The pricing below is based on data transferred “in” and “out” of Amazon Neptune. Region East(Ohio)

Data Transfer OUT From Amazon Neptune To Internet AWS customers receive 100GB of data transfer out to the internet free each month, aggregated across all AWS Services and Regions (except China and GovCloud). The 100 GB free tier for data transfer out to the internet is global and does not apply separately or individually to AWS Regions.

First 10 TB / Month$0.09 per GB
Next 40 TB / Month$0.085 per GB
Next 100 TB / Month$0.07 per GB
Greater than 150 TB / Month$0.05 per GB

Amazon Neptune Workbench Amazon Neptune Workbench provides Neptune notebooks, which you can use to run graph queries and visualize results in Jupyter Notebooks hosted by Amazon SageMaker. A Neptune notebook instance is priced per instance hour running in Ready State.

Region East(Ohio)

Instance TypevCPUMemoryPrice per Hour
ml.t3.medium24 GiB$0.05
ml.t3.large28 GiB$0.10
ml.t3.xlarge416 GiB$0.20
ml.t3.2xlarge832 GiB$0.399

Benefits of Amazon Neptune

Supports Open Graph APIs Amazon Neptune supports open graph APIs for both Gremlin and SPARQL and provides high performance for both of these graph models and their query languages. It lets you choose the Property Graph model and its open-source query language, Apache TinkerPop Gremlin, or the W3C standard Resource Description Framework (RDF) model and its standard query language, SPARQL.

High Performance and Scalability Amazon Neptune is a purpose-built, high-performance graph database. It is optimized for processing graph queries. Neptune supports up to 15 low latency read replicas across three Availability Zones to scale read capacity and execute more than one-hundred thousand graph queries per second. You can easily scale your database deployment up and down from smaller to larger instance types as your needs change.

High Availability and Durability Amazon Neptune is highly available, durable, and ACID (Atomicity, Consistency, Isolation, Durability) compliant. Neptune is designed to provide greater than 99.99% availability. It features fault-tolerant and self-healing storage built for the cloud that replicates six copies of your data across three Availability Zones. Neptune continuously backs up your data to Amazon S3 and transparently recovers from physical storage failures. For High Availability, instance failover typically takes less than 30 seconds.

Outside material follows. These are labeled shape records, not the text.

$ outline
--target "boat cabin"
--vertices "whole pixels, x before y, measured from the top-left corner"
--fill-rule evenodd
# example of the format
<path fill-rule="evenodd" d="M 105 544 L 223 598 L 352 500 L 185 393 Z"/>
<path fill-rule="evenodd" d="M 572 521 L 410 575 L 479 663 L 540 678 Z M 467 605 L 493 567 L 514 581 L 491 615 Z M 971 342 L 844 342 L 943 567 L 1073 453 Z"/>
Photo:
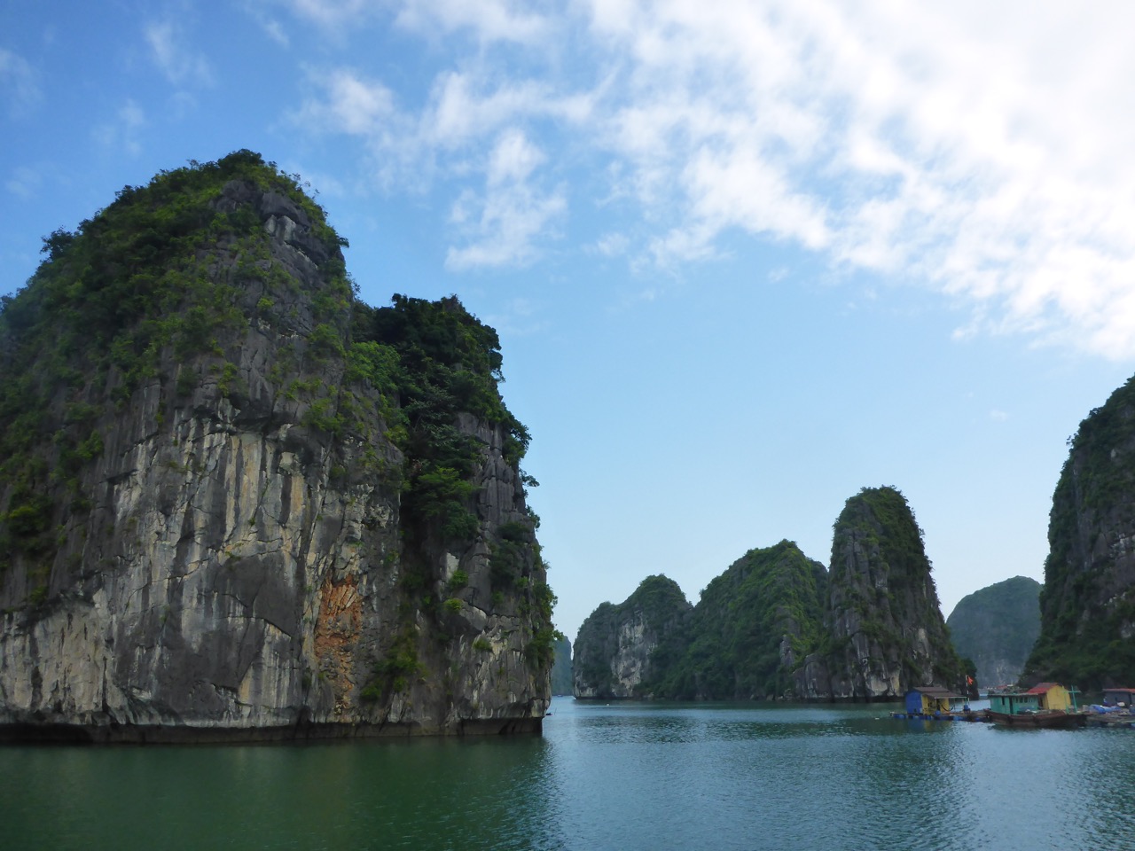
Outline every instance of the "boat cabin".
<path fill-rule="evenodd" d="M 1061 709 L 1063 711 L 1075 710 L 1076 694 L 1079 692 L 1066 689 L 1060 683 L 1041 683 L 1029 689 L 1027 694 L 1035 694 L 1039 709 Z"/>
<path fill-rule="evenodd" d="M 938 685 L 919 685 L 906 694 L 906 708 L 911 715 L 960 713 L 965 708 L 965 697 Z"/>
<path fill-rule="evenodd" d="M 1130 708 L 1135 703 L 1135 689 L 1104 689 L 1104 706 L 1123 706 Z"/>
<path fill-rule="evenodd" d="M 990 711 L 1018 715 L 1020 713 L 1044 711 L 1045 709 L 1075 710 L 1077 708 L 1076 694 L 1078 693 L 1077 689 L 1066 689 L 1059 683 L 1041 683 L 1028 691 L 991 691 Z"/>
<path fill-rule="evenodd" d="M 1031 691 L 991 691 L 990 711 L 1001 715 L 1035 713 L 1041 708 L 1041 698 Z"/>

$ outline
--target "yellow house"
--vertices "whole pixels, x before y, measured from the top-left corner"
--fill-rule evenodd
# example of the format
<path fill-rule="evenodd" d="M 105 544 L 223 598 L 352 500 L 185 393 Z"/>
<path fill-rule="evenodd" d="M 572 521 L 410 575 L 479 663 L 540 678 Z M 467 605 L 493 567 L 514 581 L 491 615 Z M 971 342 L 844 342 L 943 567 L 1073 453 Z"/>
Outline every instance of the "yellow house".
<path fill-rule="evenodd" d="M 920 685 L 906 694 L 907 711 L 913 715 L 958 711 L 965 702 L 961 694 L 936 685 Z"/>
<path fill-rule="evenodd" d="M 1040 709 L 1062 709 L 1068 711 L 1077 708 L 1075 698 L 1076 689 L 1069 691 L 1060 685 L 1060 683 L 1041 683 L 1040 685 L 1034 685 L 1025 693 L 1036 696 L 1037 708 Z"/>

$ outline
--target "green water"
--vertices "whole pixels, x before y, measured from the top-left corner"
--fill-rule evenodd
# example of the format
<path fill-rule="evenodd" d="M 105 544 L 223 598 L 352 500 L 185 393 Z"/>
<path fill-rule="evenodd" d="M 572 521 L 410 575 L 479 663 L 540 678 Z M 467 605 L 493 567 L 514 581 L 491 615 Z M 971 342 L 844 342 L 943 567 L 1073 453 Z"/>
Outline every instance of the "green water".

Highly Secure Amazon Neptune provides multiple levels of security for your database, including network isolation using Amazon VPC, support for IAM authentication for endpoint access, HTTPS encrypted client connections, and encryption at rest using keys you create and control through Amazon Key Management Service (KMS). On an encrypted Neptune instance, data in the underlying storage is encrypted, as are the automated backups, snapshots, and replicas in the same cluster.

Fully Managed With Amazon Neptune, you don’t need to worry about database management tasks such as hardware provisioning, software patching, setup, configuration, or backups. Neptune automatically and continuously monitors and backs up your database to Amazon S3, enabling granular point-in-time recovery. You can monitor database performance using Amazon CloudWatch.

Conclusion

  • With a cheap cost for that sort of capacity, Amazon Neptune is a fully managed graph database service that expands to handle billions of relationships and allows you to query them with millisecond latency.

  • You may use AWS Key Management Service-created and managed keys to encrypt your databases using Amazon Neptune (KMS).

  • To provide straightforward, speedy, and precise predictions using graph data, Amazon Neptune ML is a machine learning technique created exclusively for graphs.

  • With a few clicks in the AWS Management Console, you may increase or decrease the computing and storage resources supporting your operating cluster.